A parte la generazione accidentale di qualche schadenfreude, non esiste una metrica concepibile in base alla quale il lancio presidenziale di Ron DeSantis questa settimana su Twitter possa essere considerato un successo. Se un evento della campagna di successo proietta energia e fiducia, il fiasco di DeSantis ha avuto tutta la maestosità di un incontro Zoom disfunzionale, pieno di false partenze, problemi tecnici e chiacchiere di sottofondo senza copione. E in tutto questo, il governatore della Florida alla fine ha radunato un pubblico minore di ordini di grandezza di quanto Buzzfeed ottenesse una volta facendo saltare in aria un cocomero o Drake giocando Fortnite.
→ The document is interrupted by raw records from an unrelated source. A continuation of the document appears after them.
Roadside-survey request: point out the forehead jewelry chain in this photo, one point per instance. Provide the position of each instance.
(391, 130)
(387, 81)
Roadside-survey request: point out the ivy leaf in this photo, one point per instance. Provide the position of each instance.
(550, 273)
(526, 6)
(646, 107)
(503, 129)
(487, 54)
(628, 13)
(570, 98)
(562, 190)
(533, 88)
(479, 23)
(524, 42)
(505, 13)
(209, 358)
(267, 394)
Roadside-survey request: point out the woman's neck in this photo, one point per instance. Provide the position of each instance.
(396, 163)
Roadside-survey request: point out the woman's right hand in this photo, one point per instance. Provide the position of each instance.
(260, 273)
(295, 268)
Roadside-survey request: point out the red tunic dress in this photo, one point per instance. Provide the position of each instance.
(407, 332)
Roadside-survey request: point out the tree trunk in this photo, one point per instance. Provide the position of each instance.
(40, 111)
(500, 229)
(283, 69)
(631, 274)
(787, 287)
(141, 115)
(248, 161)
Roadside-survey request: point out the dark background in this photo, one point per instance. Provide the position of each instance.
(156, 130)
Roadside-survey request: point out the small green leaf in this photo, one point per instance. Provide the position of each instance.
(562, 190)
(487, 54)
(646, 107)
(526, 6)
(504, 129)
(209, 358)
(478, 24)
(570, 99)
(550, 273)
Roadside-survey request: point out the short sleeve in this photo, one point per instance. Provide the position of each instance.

Vale la pena riflettere su cosa diavolo stessero pensando DeSantis ei suoi agenti. Una versione meno instabile dello stesso evento sarebbe comunque mancata di una folla esultante e probabilmente sarebbero stati assenti molti degli elettori più anziani e dipendenti dalle notizie via cavo che tendono a svolgere un ruolo così fondamentale nelle primarie repubblicane (non sono su Twitter). Ma nonostante queste questioni pratiche di base, c’è una visione più profonda da raccogliere sulla tensione ossificata del conservatorismo che DeSantis rappresenta in quella che sarà quasi certamente la sua campagna condannata contro Donald Trump.
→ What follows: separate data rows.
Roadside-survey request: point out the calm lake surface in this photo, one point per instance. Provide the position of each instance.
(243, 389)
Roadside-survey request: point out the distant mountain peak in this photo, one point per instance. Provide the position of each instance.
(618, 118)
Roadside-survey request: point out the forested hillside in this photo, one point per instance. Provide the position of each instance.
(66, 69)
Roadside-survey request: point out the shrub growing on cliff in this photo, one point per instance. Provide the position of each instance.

Per un fugace momento dopo i midterm dello scorso anno, il governatore della Florida è riuscito a sembrare che potesse effettivamente essere un valido avversario per l’ex presidente. Il caso di DeSantis, amplificato fino alla nausea dai media di Murdoch e da parti dell’apparato repubblicano desiderosi di abbandonare Trump, era che rappresentava una versione competente e senza bagagli della stessa cosa. Consacrando il governatore della Florida – un uomo il cui stile politico consiste fondamentalmente nel servire a circoscrizioni di attivisti di destra un buffet di carne rossa a volontà – gli elettori delle primarie sono stati informati che avrebbero potuto avere qualcosa di più appetibile e più eleggibile.
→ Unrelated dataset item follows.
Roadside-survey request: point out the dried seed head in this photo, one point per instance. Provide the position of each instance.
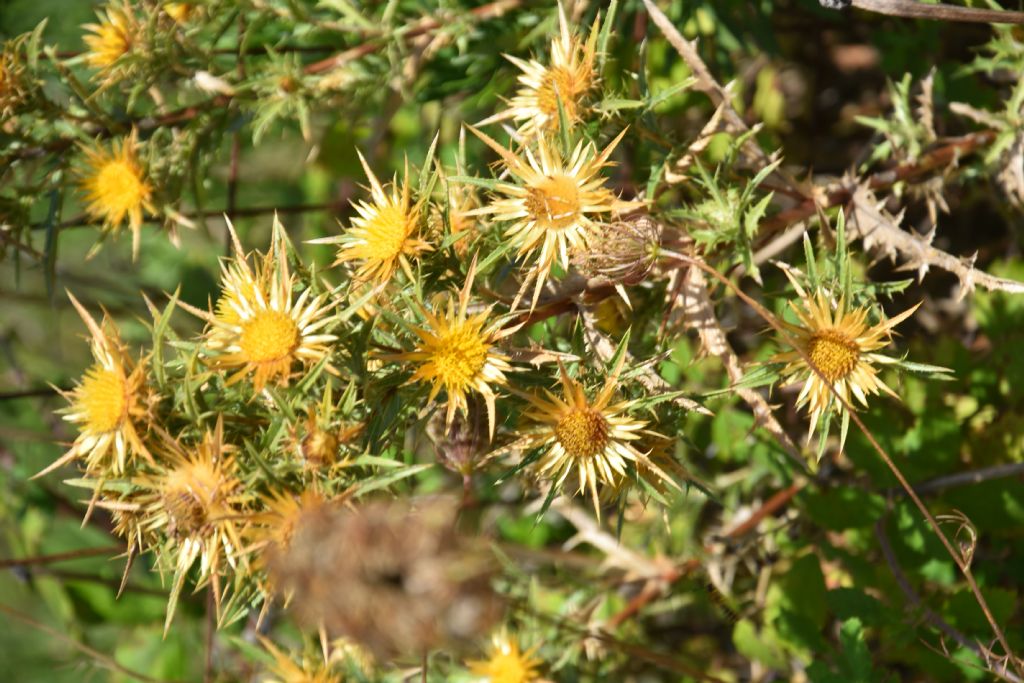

Ma la salita promessa nei sondaggi non è mai arrivata. Il vantaggio di Trump su DeSantis è aumentato dall’inizio del 2023 e finora non è accaduto nulla che suggerisca che sostituirà l’ex presidente come alfiere della destra politica americana. Lungi dall’essere l’erede o il successore di Trump, DeSantis ora assomiglia più alla seconda venuta di Ted Cruz o Jeb Bush: una figura dell’establishment elevata dallo scricchiolante macchinario del conservatorismo del movimento ortodosso che deve la sua posizione alla solita costellazione di think tank, donatori aziendali, e riviste finanziate dai plutocrati piuttosto che da un ampio richiamo populista.

Il disantisismo è meno un presagio di rinnovamento ideologico che un sintomo della decadenza e dell’esaurimento del conservatorismo istituzionale. La sua essenza, che si trova nell’impulso reattivo di appoggiarsi a qualunque bizzarra causa célèbre stia animando i guerrieri della cultura di destra in un dato giorno, rispecchia ironicamente quella dell’ambiente molto sveglio che i suoi fanatici affermano di detestare. È un -ismo di e prevalentemente per attivisti di destra e consumatori di media intossicati da Internet, così abituati a saziare le loro eccentricità e stimolare i loro centri del piacere da essere sempre più disancorati dal mondo reale.

Crudele e odioso, certo. Ma è anche emblematico di un progetto politico il cui senso di disciplina e scopo è stato sopraffatto dai suoi stessi meccanismi – i cui attivisti parlano sempre più un gergo online astruso e impenetrabile, assumono pose massimaliste per impostazione predefinita e sono ossessionati da cause che a malapena si registrano al di fuori dell’eco reazionario Camera. Per questo motivo, è perfettamente appropriato che la campagna di DeSantis consideri una grande idea lanciarsi collaborando con Twitter, un luogo che, sotto la leadership incompetente e reattiva di Elon Musk, è diventato governato da molti degli stessi impulsi.

Qualunque sia la continuità che il trumpismo può avere con la politica di destra che lo ha preceduto, rappresenta chiaramente qualcosa di diverso dal vecchio conservatorismo sportivo dell’American Enterprise Institute e del Rassegna nazionale. A livello di stile, è più ambidestro e retoricamente eterodosso, meno disposto a scendere a compromessi con le istituzioni, e per molti versi inestricabile dalle idiosincrasie dello stesso Donald Trump. Anche nonostante la cattiva esecuzione, il fatto che DeSantis abbia cercato di inaugurare la sua campagna contro Trump su un mezzo online è simbolico di quanto sia ristretto il fascino di un “Trumpismo senza Trump” sulla destra di oggi.